Ici, Jarrett ressemble plutôt à un obstacle mobile sur la route de l’héroïne : un homme fatigué qu’il faut convaincre, encore et encore, jusqu’à ce qu’il accepte de monter sur scène. Cela fonctionne dans une logique dramatique simple, mais pas vraiment dans celle du portrait. Le film se permet plusieurs ruptures de ton : un journaliste qui parle face caméra, des freezes frames, des flashbacks, des notes ironiques, des petites touches méta. Ça donne parfois un rythme sympathique. Par moments, ça dynamise l’ensemble. Mais l’accumulation finit par créer un effet étrange : l’histoire de Vera, assez forte en elle-même, semble noyée dans des artifices de mise en scène.
Le passage où le film suit un journaliste sur les routes pour approcher Jarrett sort pratiquement de nulle part. On dirait une parenthèse issue d’un autre film, plus contemplatif, plus bavard. C’est intéressant, mais ça casse l’élan de la trajectoire principale. Comme beaucoup, j’attendais le fameux concert. Même en sachant que le film ne disposait pas de la musique originale, je pensais qu’il trouverait un moyen de faire sentir la montée de tension, le moment où tout bascule, l’instant où la légende se construit. Le réalisateur choisit l’ellipse. Le concert, celui que tout le monde connaît au moins de nom, n’est jamais montré. Il existe, mais en hors champ.
Sur le principe, je respecte l’idée : éviter la reconstitution bancale, préserver l’aura de ce qui s’est passé ce soir-là. Dans les faits, l’absence laisse surtout un goût incomplet. Quand on arrive au bout de cette aventure, on aimerait sentir ce pour quoi Vera s’est battue pendant tout le film. Si le film peine à tenir toutes ses promesses, il ne manque pas d’atouts. L’évocation des années 70 est convaincante sans virer au cliché. Les décors, la lumière, les fringues, tout respire cette période sans insister lourdement. Le portrait d’une Allemagne qui commence à se libérer de son carcan moral se dessine en filigrane, surtout à travers Vera, qui incarne une nouvelle génération moins écrasée par le passé.

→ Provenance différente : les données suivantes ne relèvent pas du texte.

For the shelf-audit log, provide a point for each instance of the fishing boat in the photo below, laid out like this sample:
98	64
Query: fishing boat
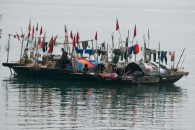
101	69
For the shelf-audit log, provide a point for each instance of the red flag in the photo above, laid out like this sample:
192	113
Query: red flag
43	40
77	38
33	33
18	36
117	25
54	40
51	45
71	36
39	42
65	29
96	36
37	27
41	31
74	42
28	34
29	26
66	38
135	33
173	56
136	48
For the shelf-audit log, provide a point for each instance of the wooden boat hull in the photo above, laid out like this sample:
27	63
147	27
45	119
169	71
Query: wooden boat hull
64	74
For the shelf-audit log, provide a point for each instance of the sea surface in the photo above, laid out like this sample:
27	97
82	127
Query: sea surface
31	103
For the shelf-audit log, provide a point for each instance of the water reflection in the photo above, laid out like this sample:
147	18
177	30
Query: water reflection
59	104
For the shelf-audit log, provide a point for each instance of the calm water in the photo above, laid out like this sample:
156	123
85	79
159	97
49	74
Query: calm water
42	104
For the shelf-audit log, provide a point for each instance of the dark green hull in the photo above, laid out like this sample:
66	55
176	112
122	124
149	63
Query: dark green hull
69	75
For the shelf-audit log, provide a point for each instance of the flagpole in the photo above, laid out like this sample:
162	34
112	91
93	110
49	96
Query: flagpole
21	48
174	60
159	59
127	46
148	38
8	47
112	44
180	58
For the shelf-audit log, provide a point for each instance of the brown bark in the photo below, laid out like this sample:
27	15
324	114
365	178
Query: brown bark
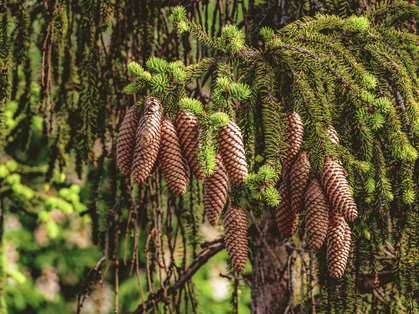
270	270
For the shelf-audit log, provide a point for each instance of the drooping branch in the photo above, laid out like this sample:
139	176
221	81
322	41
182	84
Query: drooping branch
158	296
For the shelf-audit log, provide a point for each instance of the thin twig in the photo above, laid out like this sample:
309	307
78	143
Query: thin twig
158	296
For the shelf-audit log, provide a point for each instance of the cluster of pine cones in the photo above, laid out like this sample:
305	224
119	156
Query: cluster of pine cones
328	204
153	140
148	142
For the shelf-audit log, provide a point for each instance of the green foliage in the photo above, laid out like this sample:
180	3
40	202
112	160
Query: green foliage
219	119
64	88
135	68
191	105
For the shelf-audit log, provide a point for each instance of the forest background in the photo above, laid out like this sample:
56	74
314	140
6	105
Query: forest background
62	61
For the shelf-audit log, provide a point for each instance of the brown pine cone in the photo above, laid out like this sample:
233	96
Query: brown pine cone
155	167
144	157
286	218
295	130
215	192
231	147
235	229
337	190
153	113
316	214
187	127
300	174
126	142
338	246
174	167
333	135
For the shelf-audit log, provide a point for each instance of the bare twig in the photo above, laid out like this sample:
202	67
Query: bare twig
158	296
237	278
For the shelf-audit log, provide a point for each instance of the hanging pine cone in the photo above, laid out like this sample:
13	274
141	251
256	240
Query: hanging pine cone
235	229
155	166
286	218
215	192
300	174
144	157
295	130
189	134
316	214
153	113
333	135
337	190
126	142
230	142
338	246
174	168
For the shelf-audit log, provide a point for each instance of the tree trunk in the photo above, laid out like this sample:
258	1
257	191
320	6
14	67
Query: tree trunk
270	293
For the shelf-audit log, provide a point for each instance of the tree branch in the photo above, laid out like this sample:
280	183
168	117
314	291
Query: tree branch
158	296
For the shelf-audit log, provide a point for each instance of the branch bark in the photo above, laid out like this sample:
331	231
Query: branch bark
158	296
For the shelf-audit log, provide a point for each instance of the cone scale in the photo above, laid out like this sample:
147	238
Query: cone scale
188	131
231	148
286	218
215	192
338	246
316	219
145	156
235	228
174	168
300	174
126	141
295	130
337	190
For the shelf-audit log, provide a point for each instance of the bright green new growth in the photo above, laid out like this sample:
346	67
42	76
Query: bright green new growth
179	14
356	24
219	119
132	88
191	105
262	186
135	68
240	91
157	65
206	157
267	33
159	82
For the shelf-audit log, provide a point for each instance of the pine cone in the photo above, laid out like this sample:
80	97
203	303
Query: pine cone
333	135
235	229
144	157
126	142
286	218
316	214
300	174
215	192
174	168
337	190
155	166
295	130
189	134
338	246
153	112
230	142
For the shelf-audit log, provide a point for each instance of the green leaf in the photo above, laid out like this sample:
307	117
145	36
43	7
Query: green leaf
135	68
131	88
157	65
219	119
191	105
52	229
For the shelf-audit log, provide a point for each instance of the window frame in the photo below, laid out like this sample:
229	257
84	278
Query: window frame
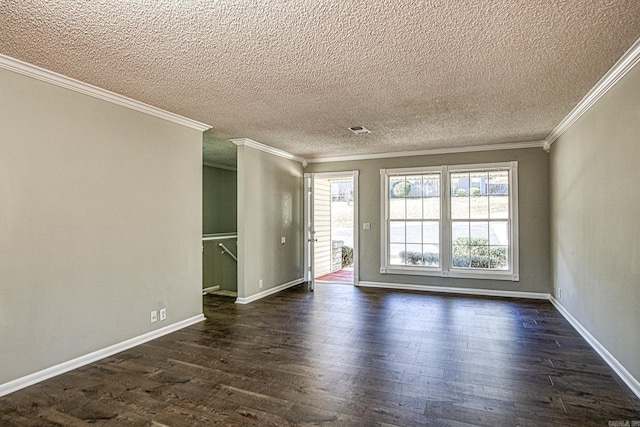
446	223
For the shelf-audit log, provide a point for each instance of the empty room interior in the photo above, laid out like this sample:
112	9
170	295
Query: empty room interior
371	212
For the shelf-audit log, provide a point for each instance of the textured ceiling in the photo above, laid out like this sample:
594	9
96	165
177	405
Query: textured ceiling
295	74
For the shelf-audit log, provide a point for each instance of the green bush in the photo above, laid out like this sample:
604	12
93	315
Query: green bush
347	256
418	258
475	253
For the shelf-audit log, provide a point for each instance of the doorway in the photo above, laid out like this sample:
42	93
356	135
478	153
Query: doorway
331	213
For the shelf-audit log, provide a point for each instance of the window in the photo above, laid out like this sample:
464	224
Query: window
451	221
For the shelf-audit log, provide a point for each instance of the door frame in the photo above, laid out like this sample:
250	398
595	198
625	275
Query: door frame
309	231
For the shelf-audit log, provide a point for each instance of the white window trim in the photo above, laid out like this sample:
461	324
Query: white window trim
445	269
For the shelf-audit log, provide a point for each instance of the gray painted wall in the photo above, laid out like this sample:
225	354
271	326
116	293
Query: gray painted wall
100	218
595	231
533	205
269	207
219	200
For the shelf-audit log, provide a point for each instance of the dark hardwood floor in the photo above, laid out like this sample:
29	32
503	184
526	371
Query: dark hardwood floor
345	356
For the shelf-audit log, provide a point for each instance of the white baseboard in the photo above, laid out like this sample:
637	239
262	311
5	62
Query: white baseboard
78	362
624	375
268	292
449	290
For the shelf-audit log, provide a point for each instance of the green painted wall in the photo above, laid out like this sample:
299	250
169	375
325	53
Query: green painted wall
219	200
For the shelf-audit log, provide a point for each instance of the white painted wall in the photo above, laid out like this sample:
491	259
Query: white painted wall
100	223
270	192
595	227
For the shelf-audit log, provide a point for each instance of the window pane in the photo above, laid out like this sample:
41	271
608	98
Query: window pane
398	190
431	196
499	233
396	254
499	194
431	232
414	207
414	232
460	196
460	230
499	257
431	208
431	255
460	256
397	232
413	255
480	233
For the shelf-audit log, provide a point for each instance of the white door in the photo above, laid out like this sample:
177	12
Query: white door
310	231
317	220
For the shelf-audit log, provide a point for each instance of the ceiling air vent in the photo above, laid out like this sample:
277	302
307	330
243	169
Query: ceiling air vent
359	130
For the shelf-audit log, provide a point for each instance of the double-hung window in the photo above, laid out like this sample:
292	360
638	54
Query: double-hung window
451	221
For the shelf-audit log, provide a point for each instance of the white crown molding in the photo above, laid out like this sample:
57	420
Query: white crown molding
431	152
225	167
451	290
620	370
267	149
618	71
78	362
44	75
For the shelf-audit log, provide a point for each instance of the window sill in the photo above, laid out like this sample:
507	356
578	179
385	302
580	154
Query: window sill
459	274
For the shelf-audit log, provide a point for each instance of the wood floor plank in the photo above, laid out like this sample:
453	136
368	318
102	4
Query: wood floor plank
347	356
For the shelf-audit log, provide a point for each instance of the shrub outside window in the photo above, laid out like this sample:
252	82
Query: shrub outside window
454	221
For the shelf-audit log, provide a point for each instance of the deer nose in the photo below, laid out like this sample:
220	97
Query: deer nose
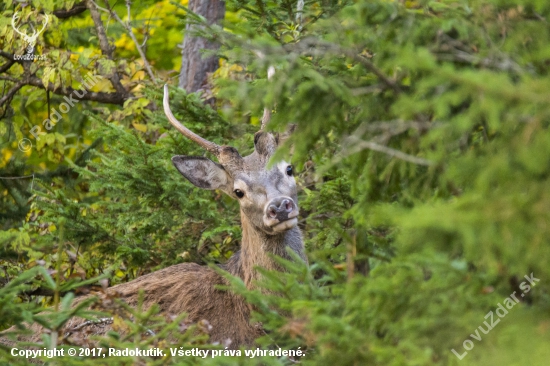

Le rythme général, même s’il connaît des baisses de tension, reste vivant. La course permanente de Vera donne son titre au film, et cette énergie-là passe bien. Au rythme de Vera n’est ni un raté ni un grand biopic. C’est un film qui navigue entre plusieurs envies : raconter un événement historique, dresser le portrait d’une adolescente hors norme, évoquer un moment clé de l’histoire du jazz… mais qui finit par se disperser. Je n’avais aucune attache particulière à cette histoire, mais j’ai trouvé dans le parcours de Vera quelque chose de touchant. Sa ténacité, sa naïveté parfois, sa façon de tenir tête à des adultes persuadés qu’elle n’est qu’une gamine, tout cela donne au film un fond sincère.
Note : 5/10. En bref, Au rythme de Vera n’est ni un raté ni un grand biopic. C’est un film qui navigue entre plusieurs envies : raconter un événement historique, dresser le portrait d’une adolescente hors norme, évoquer un moment clé de l’histoire du jazz… mais qui finit par se disperser.